Both Jones and Shafer were among the 16 Republicans who met in secret at the Georgia state Capitol on Dec. 14, 2020, naming themselves illegally as electors, signing their names in declaration, and then sending the list of names to the National Archives.
According to The Washington Post, just one day before 16 fraudsters met to falsely certify that Trump won the 2020 presidential election, Robert Sinners, the Trump campaign’s operations director for Georgia elections, sent out an email asking them for their “complete discretion in this process,” adding, “Your duties are imperative to ensure the end result—a win in Georgia for President Trump—but will be hampered unless we have complete secrecy and discretion.”
The Dec. 13 email additionally instructed Trump’s electors to intentionally mislead security guards at the Georgia Capitol by telling them they had appointments with Beach and Jones.

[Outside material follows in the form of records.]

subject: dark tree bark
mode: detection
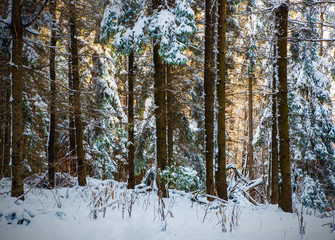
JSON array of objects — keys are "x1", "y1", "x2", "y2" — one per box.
[
  {"x1": 166, "y1": 0, "x2": 174, "y2": 170},
  {"x1": 276, "y1": 4, "x2": 292, "y2": 213},
  {"x1": 319, "y1": 7, "x2": 324, "y2": 56},
  {"x1": 0, "y1": 111, "x2": 2, "y2": 178},
  {"x1": 3, "y1": 84, "x2": 11, "y2": 178},
  {"x1": 271, "y1": 43, "x2": 279, "y2": 204},
  {"x1": 69, "y1": 1, "x2": 86, "y2": 186},
  {"x1": 246, "y1": 0, "x2": 255, "y2": 181},
  {"x1": 152, "y1": 0, "x2": 168, "y2": 197},
  {"x1": 216, "y1": 0, "x2": 227, "y2": 200},
  {"x1": 11, "y1": 0, "x2": 24, "y2": 200},
  {"x1": 153, "y1": 43, "x2": 167, "y2": 197},
  {"x1": 68, "y1": 53, "x2": 76, "y2": 176},
  {"x1": 204, "y1": 0, "x2": 215, "y2": 198},
  {"x1": 48, "y1": 0, "x2": 57, "y2": 188},
  {"x1": 0, "y1": 81, "x2": 3, "y2": 177},
  {"x1": 128, "y1": 51, "x2": 135, "y2": 189},
  {"x1": 0, "y1": 32, "x2": 11, "y2": 178},
  {"x1": 167, "y1": 65, "x2": 174, "y2": 167},
  {"x1": 247, "y1": 73, "x2": 254, "y2": 180},
  {"x1": 0, "y1": 0, "x2": 6, "y2": 179}
]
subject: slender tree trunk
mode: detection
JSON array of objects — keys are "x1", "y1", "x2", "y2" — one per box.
[
  {"x1": 102, "y1": 159, "x2": 106, "y2": 180},
  {"x1": 0, "y1": 0, "x2": 5, "y2": 179},
  {"x1": 276, "y1": 3, "x2": 292, "y2": 213},
  {"x1": 271, "y1": 43, "x2": 279, "y2": 204},
  {"x1": 153, "y1": 43, "x2": 167, "y2": 197},
  {"x1": 247, "y1": 74, "x2": 254, "y2": 180},
  {"x1": 4, "y1": 84, "x2": 11, "y2": 178},
  {"x1": 0, "y1": 91, "x2": 3, "y2": 177},
  {"x1": 241, "y1": 104, "x2": 248, "y2": 176},
  {"x1": 69, "y1": 1, "x2": 86, "y2": 186},
  {"x1": 128, "y1": 51, "x2": 135, "y2": 189},
  {"x1": 246, "y1": 0, "x2": 255, "y2": 181},
  {"x1": 167, "y1": 65, "x2": 174, "y2": 166},
  {"x1": 11, "y1": 0, "x2": 24, "y2": 200},
  {"x1": 48, "y1": 0, "x2": 57, "y2": 188},
  {"x1": 166, "y1": 0, "x2": 174, "y2": 169},
  {"x1": 1, "y1": 48, "x2": 11, "y2": 178},
  {"x1": 68, "y1": 23, "x2": 75, "y2": 176},
  {"x1": 216, "y1": 0, "x2": 227, "y2": 200},
  {"x1": 152, "y1": 0, "x2": 168, "y2": 197},
  {"x1": 68, "y1": 55, "x2": 76, "y2": 176},
  {"x1": 267, "y1": 147, "x2": 271, "y2": 201},
  {"x1": 204, "y1": 0, "x2": 215, "y2": 198},
  {"x1": 319, "y1": 7, "x2": 324, "y2": 57}
]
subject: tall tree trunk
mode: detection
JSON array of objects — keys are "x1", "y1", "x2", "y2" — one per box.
[
  {"x1": 11, "y1": 0, "x2": 24, "y2": 200},
  {"x1": 319, "y1": 6, "x2": 324, "y2": 57},
  {"x1": 48, "y1": 0, "x2": 57, "y2": 188},
  {"x1": 152, "y1": 0, "x2": 168, "y2": 197},
  {"x1": 166, "y1": 0, "x2": 174, "y2": 170},
  {"x1": 247, "y1": 74, "x2": 254, "y2": 180},
  {"x1": 68, "y1": 53, "x2": 76, "y2": 176},
  {"x1": 0, "y1": 0, "x2": 5, "y2": 179},
  {"x1": 153, "y1": 43, "x2": 167, "y2": 197},
  {"x1": 69, "y1": 1, "x2": 86, "y2": 186},
  {"x1": 216, "y1": 0, "x2": 227, "y2": 200},
  {"x1": 276, "y1": 3, "x2": 292, "y2": 213},
  {"x1": 128, "y1": 51, "x2": 135, "y2": 189},
  {"x1": 204, "y1": 0, "x2": 215, "y2": 198},
  {"x1": 0, "y1": 37, "x2": 11, "y2": 178},
  {"x1": 3, "y1": 84, "x2": 11, "y2": 178},
  {"x1": 271, "y1": 43, "x2": 279, "y2": 204},
  {"x1": 0, "y1": 87, "x2": 3, "y2": 177},
  {"x1": 167, "y1": 65, "x2": 174, "y2": 167},
  {"x1": 246, "y1": 0, "x2": 255, "y2": 181}
]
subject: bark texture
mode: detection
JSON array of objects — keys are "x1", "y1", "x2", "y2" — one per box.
[
  {"x1": 153, "y1": 0, "x2": 167, "y2": 197},
  {"x1": 271, "y1": 45, "x2": 279, "y2": 204},
  {"x1": 11, "y1": 0, "x2": 24, "y2": 200},
  {"x1": 247, "y1": 74, "x2": 254, "y2": 180},
  {"x1": 276, "y1": 4, "x2": 292, "y2": 213},
  {"x1": 128, "y1": 52, "x2": 135, "y2": 189},
  {"x1": 167, "y1": 65, "x2": 174, "y2": 166},
  {"x1": 204, "y1": 0, "x2": 215, "y2": 198},
  {"x1": 48, "y1": 0, "x2": 57, "y2": 188},
  {"x1": 154, "y1": 43, "x2": 167, "y2": 197},
  {"x1": 0, "y1": 37, "x2": 11, "y2": 178},
  {"x1": 217, "y1": 0, "x2": 227, "y2": 200},
  {"x1": 68, "y1": 53, "x2": 76, "y2": 176},
  {"x1": 70, "y1": 1, "x2": 86, "y2": 186}
]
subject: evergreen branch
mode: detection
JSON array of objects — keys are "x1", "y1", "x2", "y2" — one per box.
[
  {"x1": 0, "y1": 18, "x2": 11, "y2": 28},
  {"x1": 288, "y1": 37, "x2": 335, "y2": 42},
  {"x1": 23, "y1": 0, "x2": 49, "y2": 28}
]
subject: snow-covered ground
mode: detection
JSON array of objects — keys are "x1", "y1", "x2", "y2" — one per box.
[{"x1": 0, "y1": 177, "x2": 334, "y2": 240}]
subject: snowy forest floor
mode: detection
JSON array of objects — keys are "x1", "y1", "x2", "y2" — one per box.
[{"x1": 0, "y1": 176, "x2": 334, "y2": 240}]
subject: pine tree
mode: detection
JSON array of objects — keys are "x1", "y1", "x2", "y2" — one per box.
[
  {"x1": 204, "y1": 0, "x2": 215, "y2": 198},
  {"x1": 271, "y1": 41, "x2": 279, "y2": 204},
  {"x1": 11, "y1": 0, "x2": 25, "y2": 199},
  {"x1": 216, "y1": 0, "x2": 228, "y2": 200},
  {"x1": 0, "y1": 0, "x2": 11, "y2": 179},
  {"x1": 101, "y1": 0, "x2": 148, "y2": 188},
  {"x1": 69, "y1": 0, "x2": 86, "y2": 186},
  {"x1": 48, "y1": 0, "x2": 57, "y2": 188},
  {"x1": 166, "y1": 65, "x2": 174, "y2": 166},
  {"x1": 289, "y1": 0, "x2": 335, "y2": 207},
  {"x1": 246, "y1": 0, "x2": 256, "y2": 180},
  {"x1": 148, "y1": 0, "x2": 196, "y2": 196},
  {"x1": 275, "y1": 3, "x2": 292, "y2": 213}
]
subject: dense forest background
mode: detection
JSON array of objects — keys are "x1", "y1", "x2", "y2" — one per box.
[{"x1": 0, "y1": 0, "x2": 334, "y2": 213}]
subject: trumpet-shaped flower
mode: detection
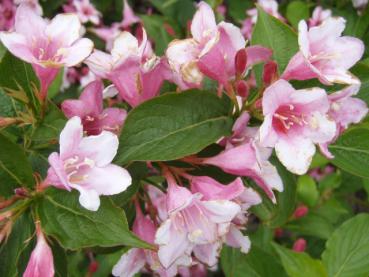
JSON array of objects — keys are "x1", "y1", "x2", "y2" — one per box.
[
  {"x1": 86, "y1": 30, "x2": 168, "y2": 107},
  {"x1": 23, "y1": 224, "x2": 54, "y2": 277},
  {"x1": 259, "y1": 79, "x2": 336, "y2": 175},
  {"x1": 45, "y1": 116, "x2": 131, "y2": 211},
  {"x1": 113, "y1": 204, "x2": 178, "y2": 277},
  {"x1": 154, "y1": 173, "x2": 240, "y2": 268},
  {"x1": 61, "y1": 80, "x2": 127, "y2": 135},
  {"x1": 282, "y1": 18, "x2": 364, "y2": 85},
  {"x1": 0, "y1": 4, "x2": 93, "y2": 99},
  {"x1": 166, "y1": 1, "x2": 246, "y2": 88}
]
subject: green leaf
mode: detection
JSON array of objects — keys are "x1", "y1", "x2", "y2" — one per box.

Willis has said that she has not ruled out indicting Trump himself to testify.
In an interview with NBC News Willis said, "We’ll just have to see where the investigation leads us… I think that people thought that we came into this as some kind of game. This is not a game at all. What I am doing is very serious. It’s very important work. And we’re going to do our due diligence and making sure that we look at all aspects of the case.”

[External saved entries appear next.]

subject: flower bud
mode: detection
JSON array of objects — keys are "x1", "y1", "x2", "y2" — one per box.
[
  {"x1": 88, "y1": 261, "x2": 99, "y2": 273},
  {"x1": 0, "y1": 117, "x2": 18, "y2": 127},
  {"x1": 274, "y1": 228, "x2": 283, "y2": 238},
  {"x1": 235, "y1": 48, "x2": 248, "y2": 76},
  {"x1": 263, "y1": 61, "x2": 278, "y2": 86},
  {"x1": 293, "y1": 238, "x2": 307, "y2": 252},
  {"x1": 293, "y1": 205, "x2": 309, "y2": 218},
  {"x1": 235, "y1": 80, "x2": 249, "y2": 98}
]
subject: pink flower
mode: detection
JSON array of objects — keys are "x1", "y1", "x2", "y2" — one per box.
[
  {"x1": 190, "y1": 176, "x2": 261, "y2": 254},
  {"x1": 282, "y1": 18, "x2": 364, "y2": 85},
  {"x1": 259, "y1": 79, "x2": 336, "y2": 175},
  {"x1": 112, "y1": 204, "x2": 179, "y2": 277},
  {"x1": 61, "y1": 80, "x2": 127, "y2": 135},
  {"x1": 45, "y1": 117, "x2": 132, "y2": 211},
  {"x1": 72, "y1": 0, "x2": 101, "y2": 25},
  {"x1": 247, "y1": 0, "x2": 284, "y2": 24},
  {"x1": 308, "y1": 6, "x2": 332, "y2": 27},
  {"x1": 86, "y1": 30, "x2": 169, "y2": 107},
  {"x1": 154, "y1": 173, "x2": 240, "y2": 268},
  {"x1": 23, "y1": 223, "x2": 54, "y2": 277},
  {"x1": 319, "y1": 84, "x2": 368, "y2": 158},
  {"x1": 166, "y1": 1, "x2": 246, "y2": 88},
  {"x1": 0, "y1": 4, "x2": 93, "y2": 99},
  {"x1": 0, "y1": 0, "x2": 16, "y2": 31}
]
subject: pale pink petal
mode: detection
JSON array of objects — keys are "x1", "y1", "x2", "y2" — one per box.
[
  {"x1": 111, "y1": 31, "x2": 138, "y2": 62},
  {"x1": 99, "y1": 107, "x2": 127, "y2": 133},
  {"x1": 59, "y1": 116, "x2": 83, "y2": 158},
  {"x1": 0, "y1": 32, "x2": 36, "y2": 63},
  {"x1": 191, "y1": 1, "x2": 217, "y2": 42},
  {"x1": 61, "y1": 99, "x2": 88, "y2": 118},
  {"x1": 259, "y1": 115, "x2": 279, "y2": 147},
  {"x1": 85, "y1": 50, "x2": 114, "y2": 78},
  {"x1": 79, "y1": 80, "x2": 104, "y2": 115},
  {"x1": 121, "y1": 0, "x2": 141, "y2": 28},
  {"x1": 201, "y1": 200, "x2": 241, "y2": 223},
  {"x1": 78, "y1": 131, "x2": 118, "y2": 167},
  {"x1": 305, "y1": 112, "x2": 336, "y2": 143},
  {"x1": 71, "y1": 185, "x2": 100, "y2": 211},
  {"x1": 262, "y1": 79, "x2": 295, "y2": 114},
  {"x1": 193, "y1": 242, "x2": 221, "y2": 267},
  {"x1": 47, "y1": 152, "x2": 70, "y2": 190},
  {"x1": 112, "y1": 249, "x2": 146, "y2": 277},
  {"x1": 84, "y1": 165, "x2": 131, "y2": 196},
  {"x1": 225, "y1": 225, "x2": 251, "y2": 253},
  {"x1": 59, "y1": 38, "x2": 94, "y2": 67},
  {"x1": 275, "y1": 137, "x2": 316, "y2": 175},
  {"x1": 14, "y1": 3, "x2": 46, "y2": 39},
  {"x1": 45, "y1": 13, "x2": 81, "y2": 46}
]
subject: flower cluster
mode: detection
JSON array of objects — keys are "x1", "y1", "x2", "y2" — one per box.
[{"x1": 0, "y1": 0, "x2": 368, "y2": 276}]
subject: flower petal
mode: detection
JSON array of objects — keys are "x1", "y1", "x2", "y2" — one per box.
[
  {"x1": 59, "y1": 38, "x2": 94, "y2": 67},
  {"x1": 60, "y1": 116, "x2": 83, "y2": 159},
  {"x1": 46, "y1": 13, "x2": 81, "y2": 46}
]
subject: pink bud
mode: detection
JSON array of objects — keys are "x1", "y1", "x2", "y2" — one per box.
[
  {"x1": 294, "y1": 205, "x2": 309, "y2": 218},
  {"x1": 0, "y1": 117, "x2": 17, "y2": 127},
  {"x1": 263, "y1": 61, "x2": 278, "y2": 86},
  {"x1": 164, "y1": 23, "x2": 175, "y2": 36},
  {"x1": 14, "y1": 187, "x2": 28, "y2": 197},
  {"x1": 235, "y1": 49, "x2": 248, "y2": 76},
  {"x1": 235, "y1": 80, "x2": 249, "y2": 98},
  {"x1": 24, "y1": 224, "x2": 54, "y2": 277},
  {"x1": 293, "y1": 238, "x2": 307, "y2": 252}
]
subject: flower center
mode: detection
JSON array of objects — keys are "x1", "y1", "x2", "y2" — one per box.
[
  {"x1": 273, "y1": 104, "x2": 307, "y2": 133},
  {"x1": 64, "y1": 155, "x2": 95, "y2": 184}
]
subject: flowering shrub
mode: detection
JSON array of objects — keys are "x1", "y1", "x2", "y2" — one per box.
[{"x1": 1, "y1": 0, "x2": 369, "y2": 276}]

Yahoo News reports that Georgia prosecutors are concentrating on the secrecy of the electors’ meeting.
But what isn’t clear is how the “target” letters play into Willis’ overall investigation. She has two options, according to legal sources. One, she charges the fake electors with “false writing” as they filed fake documents alleging to be electors. Or two, she uses the false writing charge as a “predicate act” in order to net Trump in the larger scheme of tampering with an election as connected to his infamous call to Georgia Secretary of State Brad Raffensperger, prodding him to “find” enough votes to flip the election results.